Employee feedback, engagement, channel effectiveness, and adoption lie at the heart of effective internal communications to create value and support business performance. But when do these data points stop being mere data and start driving real business impact? The real challenge is measuring them objectively and at scale. This is where Business Intelligence tools like Microsoft Power BI come in, turning data into insight, and insight into action.
The Goal of Internal Communications
Well-informed employees are more engaged, and engaged employees are far more likely to contribute effectively to the organisation’s success.
Moving Beyond Gut Feeling with Microsoft Power BI
Did the last campaign work? It felt like it did.
Was the town hall successful? People seemed engaged.
Real‑Life Use Cases in Daily Internal Communications
- Data: Active user data, log‑in frequency, content views, interactions (likes, comments, shares), and usage data segmented by location, function, or role
- Metrics: Adoption and active usage rates, frequency of interactions per user, growth over time, and engagement depth across organizational segments
- Outcome: Identify adoption gaps, understand usage patterns, and enable targeted actions (e.g., onboarding, users training, leadership activation) to increase sustainable channel adoption

Campaign effectiveness
- Data: Combine Intranet news views, Viva Engage interactions, and survey feedback
- Metrics: Measure message reach, identify top‑performing channels, and spot engagement drop‑offs
- Outcome: Optimize future campaigns based on evidence rather than assumptions
Leadership communication (e.g.
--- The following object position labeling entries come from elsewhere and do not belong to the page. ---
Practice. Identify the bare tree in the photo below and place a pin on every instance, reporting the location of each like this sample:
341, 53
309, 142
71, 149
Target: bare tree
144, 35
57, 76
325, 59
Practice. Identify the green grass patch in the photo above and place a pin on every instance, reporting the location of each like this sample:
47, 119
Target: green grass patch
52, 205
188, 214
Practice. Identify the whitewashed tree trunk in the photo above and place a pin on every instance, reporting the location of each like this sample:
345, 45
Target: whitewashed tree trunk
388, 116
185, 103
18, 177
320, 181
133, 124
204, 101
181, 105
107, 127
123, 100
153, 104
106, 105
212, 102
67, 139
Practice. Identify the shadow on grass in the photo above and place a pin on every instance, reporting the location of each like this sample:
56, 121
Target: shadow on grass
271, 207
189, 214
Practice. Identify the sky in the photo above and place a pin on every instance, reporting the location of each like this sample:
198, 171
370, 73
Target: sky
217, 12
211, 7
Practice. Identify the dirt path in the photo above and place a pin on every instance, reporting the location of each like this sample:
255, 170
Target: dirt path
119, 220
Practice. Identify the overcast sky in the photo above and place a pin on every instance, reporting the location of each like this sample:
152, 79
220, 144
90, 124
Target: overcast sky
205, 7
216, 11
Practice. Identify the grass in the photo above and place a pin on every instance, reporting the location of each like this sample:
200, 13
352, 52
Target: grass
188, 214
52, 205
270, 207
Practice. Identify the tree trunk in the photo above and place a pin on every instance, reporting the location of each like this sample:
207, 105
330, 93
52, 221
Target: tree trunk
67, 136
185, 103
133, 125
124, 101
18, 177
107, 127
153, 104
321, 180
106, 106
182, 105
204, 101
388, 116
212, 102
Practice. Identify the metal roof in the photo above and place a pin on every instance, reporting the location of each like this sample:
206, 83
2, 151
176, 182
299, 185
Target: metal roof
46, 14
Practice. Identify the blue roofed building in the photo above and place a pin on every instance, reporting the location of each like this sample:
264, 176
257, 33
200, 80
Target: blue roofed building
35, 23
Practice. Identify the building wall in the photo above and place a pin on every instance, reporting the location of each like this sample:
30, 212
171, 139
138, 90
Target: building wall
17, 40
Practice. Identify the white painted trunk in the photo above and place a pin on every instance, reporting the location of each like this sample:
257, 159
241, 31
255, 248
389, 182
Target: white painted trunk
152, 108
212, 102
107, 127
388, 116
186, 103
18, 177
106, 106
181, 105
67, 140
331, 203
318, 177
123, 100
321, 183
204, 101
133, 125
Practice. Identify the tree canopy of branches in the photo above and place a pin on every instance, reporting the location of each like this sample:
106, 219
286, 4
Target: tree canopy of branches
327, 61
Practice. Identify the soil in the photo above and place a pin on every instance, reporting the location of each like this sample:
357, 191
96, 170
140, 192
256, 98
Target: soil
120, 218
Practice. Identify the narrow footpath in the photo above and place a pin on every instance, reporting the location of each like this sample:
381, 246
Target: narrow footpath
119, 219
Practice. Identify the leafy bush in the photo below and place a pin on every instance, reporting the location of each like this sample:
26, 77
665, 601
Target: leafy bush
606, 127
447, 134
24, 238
Town Hall) impact
- Data: Town hall attendance, live Q&A participation, post‑event feedback, and follow‑up engagement across channels
- Metrics: Measure participation rates, interaction levels, message reach beyond the live event, and sustained engagement over time
- Outcome: Assess whether leadership messages resonate, identify gaps in understanding, and refine leadership communications based on evidence
Final Thought
When reliable data meet professional judgment, internal communications can shine by moving from guesswork to clarity, credibility, and real impact. The key is to start with clear questions: what do we really want to understand? Form there, focus first on a small set of KPIs that influence behavior and outcomes. Build confidence step by step by connecting existing data, rather than waiting for a perfect setup. Keep dashboards simple, avoid overcomplication. And most importantly, don’t be afraid to get started.
When data brings clarity, internal communications creates real impact.
Perfection isn’t the goal, momentum is.
Still exploring alternatives? There are several BI solutions on the market, and outsourcing analytics can also be a valid option, especially when resources are limited.